Et elle regarda ses filles, elle écrasa magistralement son mari sous un haussement de ses terribles épaules, comme pour dire : « Hein ? vous l’entendez ? quel crétin ! » Les filles hochèrent la tête. Alors, se voyant battu, laissant à regret sa plume, le père ouvrit le journal le Temps, qu’il apportait chaque soir de son bureau.

— Saturnin dort ? demanda sèchement madame Josserand, parlant de son fils cadet.

— Il y a longtemps, répondit-il.

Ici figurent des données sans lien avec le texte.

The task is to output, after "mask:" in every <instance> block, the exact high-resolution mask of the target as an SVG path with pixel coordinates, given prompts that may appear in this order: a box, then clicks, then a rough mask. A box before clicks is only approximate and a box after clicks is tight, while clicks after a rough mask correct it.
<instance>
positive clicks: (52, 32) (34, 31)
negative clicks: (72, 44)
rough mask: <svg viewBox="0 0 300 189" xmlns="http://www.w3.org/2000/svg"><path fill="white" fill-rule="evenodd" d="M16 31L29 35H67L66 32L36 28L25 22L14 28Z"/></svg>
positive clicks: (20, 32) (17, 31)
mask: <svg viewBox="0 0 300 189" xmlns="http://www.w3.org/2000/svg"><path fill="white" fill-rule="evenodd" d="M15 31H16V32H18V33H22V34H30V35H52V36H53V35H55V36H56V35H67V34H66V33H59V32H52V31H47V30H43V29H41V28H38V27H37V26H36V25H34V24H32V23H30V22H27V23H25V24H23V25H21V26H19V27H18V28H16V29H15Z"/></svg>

J’ai également renvoyé Adèle… Et Léon, vous l’avez vu, chez les Dambreville ?

— Parbleu ! il y couche ! lâcha-t-elle dans un cri de rancune, qu’elle ne put retenir.

Le père, surpris, eut la naïveté d’ajouter :

— Ah ! tu crois ?

Hortense et Berthe étaient devenues sourdes. Elles eurent pourtant un faible sourire, en affectant de s’occuper de leurs chaussures, qui étaient dans un pitoyable état. Pour faire diversion, madame Josserand chercha une autre querelle à M. Josserand : elle le priait de remporter son journal chaque matin, de ne pas le laisser traîner tout un jour dans l’appartement, comme la veille par exemple ; justement un numéro où il y avait un procès abominable, que ses filles auraient pu lire. Elle reconnaissait bien là son peu de moralité.

— Alors, on va se coucher ? demanda Hortense. Moi, j’ai faim.

— Oh ! et moi donc ! dit Berthe. Je crève.